= Marcus Adams (photographer) =

British photographer (1875–1959)

Adams in 1913

Marcus Algernon Adams (15 May 1875 – 9 April 1959) was a British society photographer noted for his portraits of children.

Adams was born in Southampton, Hampshire, the son of Reading-based photographer Walton Adams. He began his career as an architectural photographer for the British Archaeological Association and took photographs for books by the antiquarian C.E. Keyser.

With fellow photographers Bertram Park and Parks' wife Yvonne Gregory, Adams formed the "Three Photographers" group in 1920. Based at 43 Dover Street, Mayfair, they each worked independently, but shared use of printing, retouching and darkroom staff.

Gaining notability for his portraits of children Adams took the first official photographs of the Duchess of York and her daughter Princess Elizabeth (the future Queen Elizabeth the Queen Mother and Queen Elizabeth II). His 1934 photograph of Princess Elizabeth at the age of 8 was used as the portrait for the $20 banknote of the 1935 Series of banknotes of the Canadian dollar. He continued his work as a photographer of royal children until a sitting with Princess Anne in 1956. Other notable children photographed by Adams included Christopher Robin Milne, John Julius Norwich and Simone Prendergast.

He joined the Royal Photographic Society in 1914 and gained his Fellowship in 1915. He was made a life Fellow in 1953 and remained a member until his death. He died in Henley-on-Thames, Oxfordshire, aged 83.

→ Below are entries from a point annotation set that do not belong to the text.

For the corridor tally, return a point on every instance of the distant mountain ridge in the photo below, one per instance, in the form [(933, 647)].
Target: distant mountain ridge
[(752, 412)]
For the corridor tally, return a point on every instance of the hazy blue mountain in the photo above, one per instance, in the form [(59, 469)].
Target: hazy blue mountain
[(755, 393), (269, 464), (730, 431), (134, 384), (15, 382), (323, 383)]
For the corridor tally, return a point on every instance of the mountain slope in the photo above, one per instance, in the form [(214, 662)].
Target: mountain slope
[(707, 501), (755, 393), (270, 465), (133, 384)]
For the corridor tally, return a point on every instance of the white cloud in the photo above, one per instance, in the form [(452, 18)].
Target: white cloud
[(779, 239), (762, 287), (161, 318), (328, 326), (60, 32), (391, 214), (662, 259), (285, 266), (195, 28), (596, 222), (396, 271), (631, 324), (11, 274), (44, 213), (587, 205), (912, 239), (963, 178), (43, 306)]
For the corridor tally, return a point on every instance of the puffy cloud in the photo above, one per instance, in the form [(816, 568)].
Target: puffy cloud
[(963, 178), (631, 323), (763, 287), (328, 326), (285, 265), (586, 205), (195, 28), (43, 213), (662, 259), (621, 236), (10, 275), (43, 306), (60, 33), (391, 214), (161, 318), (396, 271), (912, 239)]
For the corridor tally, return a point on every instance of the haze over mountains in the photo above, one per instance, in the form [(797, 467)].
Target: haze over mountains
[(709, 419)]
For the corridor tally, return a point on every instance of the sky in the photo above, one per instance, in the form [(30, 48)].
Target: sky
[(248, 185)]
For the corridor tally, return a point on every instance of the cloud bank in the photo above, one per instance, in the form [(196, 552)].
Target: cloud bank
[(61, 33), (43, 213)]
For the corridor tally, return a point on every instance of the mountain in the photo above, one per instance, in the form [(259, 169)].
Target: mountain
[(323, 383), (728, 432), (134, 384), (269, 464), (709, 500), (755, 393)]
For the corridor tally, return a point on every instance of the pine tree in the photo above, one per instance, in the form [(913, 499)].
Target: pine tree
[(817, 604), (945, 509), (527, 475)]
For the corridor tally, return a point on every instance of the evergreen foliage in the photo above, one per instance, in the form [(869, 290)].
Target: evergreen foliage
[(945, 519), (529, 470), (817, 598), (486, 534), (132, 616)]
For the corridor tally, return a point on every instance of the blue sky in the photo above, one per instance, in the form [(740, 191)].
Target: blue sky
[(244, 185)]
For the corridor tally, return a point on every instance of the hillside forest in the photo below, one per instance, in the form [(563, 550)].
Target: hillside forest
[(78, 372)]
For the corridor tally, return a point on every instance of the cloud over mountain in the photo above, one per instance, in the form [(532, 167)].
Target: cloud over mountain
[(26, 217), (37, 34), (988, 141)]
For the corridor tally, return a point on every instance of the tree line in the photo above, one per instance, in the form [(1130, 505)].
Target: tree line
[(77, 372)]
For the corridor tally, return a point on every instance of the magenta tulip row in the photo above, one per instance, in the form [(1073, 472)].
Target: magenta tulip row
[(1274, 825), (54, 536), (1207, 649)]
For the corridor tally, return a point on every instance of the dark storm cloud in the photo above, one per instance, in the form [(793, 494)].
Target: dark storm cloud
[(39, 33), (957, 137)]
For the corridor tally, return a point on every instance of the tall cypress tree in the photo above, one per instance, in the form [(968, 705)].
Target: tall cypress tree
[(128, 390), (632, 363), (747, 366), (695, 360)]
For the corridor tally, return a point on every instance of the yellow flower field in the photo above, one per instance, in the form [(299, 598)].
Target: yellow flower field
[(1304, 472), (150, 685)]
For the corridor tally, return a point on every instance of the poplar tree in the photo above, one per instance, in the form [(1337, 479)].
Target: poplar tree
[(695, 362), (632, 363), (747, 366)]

His son, Gilbert Adams (born 24 November 1906), also became a photographer and artist specialising in oil portraiture and landscapes mainly in Cornwall and Wiltshire. Gilbert assisted his father in his early career. He also joined the Royal Photographic Society in 1935, gaining his Associateship in 1935 and Fellowship in 1938.

His great grandson, Andrew Adams has followed in the family tradition and is also a professional photographer running a wedding and marine photography business in Hampshire.